Tip 1: Find a Booknerd buddy to do the Challenge with you
Two Booknerds are Better Than One
There is an estimated 6 1/2 hours of driving alone (not including stops) for this challenge, and with parking being a hassle in Seattle, it’s easiest if you have an adventure buddy who can act as a copilot/directions expert, split the driving with you, AND can swap driving in circles around the block for those parking-light bookstores in Seattle. Plus, it’s just more fun to share an adventure with a friend, and it’s easier to stay motivated when you have someone laughing with you along the way!
Tip 2: Do your research!
You have to know what to expect in order to make a good plan
As I mentioned above, Fred and I, being librarians to our cores, did some research before attempting our adventure, and found five useful resources for planning our adventure. We found:
1) This just recently released 2019 article from The Seattle Times that outlines what the day is all about with a few tips for success from a the author (who is a seasoned participant). This article is a bit of a hybrid of articles 2 & 3.
2) A general overview of the fun in The Seattle Times from 2018, which gave us a since of the atmosphere of the event, as it covered the author’s favorite memories from the previous year’s challenge.

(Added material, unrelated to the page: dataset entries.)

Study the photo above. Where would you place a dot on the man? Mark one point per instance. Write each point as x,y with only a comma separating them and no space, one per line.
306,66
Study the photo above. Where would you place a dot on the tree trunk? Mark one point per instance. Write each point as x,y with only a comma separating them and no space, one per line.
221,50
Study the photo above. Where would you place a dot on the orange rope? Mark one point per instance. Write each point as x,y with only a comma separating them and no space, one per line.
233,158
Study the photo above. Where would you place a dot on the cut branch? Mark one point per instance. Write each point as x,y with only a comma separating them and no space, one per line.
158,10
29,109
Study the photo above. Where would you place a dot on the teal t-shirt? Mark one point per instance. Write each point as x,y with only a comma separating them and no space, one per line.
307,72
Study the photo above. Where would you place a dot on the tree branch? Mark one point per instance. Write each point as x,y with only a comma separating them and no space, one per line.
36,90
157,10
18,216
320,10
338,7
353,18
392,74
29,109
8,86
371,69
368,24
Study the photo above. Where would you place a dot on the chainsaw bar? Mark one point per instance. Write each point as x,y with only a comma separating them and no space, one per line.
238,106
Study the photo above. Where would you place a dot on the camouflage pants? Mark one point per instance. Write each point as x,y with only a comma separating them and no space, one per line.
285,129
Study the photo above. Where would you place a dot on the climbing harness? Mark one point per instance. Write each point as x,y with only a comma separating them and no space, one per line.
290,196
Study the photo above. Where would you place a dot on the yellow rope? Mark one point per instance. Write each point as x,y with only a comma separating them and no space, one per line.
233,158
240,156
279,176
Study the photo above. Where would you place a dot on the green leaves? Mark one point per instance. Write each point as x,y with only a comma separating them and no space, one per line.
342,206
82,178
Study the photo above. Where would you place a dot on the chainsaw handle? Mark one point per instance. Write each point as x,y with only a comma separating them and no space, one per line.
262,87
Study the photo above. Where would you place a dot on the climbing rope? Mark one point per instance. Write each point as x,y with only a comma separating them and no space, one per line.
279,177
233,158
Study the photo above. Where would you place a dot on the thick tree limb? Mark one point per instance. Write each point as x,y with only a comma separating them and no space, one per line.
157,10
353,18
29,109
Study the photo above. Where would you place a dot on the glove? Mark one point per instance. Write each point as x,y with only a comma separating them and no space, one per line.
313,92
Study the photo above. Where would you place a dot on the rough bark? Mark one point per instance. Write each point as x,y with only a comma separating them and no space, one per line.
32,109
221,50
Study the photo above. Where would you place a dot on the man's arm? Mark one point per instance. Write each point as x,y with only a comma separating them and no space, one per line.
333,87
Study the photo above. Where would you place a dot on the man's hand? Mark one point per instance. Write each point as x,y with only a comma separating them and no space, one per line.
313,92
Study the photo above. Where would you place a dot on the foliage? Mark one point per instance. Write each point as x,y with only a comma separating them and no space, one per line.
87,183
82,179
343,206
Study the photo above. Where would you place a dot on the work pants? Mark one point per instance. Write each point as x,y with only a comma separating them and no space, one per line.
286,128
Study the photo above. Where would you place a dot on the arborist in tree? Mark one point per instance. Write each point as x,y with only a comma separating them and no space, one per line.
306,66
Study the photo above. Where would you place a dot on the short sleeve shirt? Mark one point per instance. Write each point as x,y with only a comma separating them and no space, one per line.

3) This more detailed write up from 2017 published in The Seattle Times titled “How I’m going to speed through 19 bookstores on Independent Bookstore Day.” Written by the same author (Moira Macdonald) as resource 1 and 3, this article gave a more in depth look at how one should plan their route.
4) This wonderful blogpost by Catherine Bull titled “Seattle Independent Bookstore Day Adventures: The Sequel,” which was, tbh, the most useful resource for us, as it is the most detailed and recent breakdown of how to successfully complete the Challenge that we found. You can read it here:
Catherine also has a 2018 post and a 2019 post (though note, she isn’t planning on doing the full loop in 2019).
5) Last, but not least, one of the most important planning resources you can have is the Seattle Independent Bookstore Website, where you will find a list of participating stores, their addresses, and the hours of operations for each store. It is crucial to consult the official website when planning, especially in regards to store hours, because many of the stores had special hours for Bookstore Day, which was not reflected on Google Maps. You can also ask questions and get tips from fellow booknerds on their FB page here.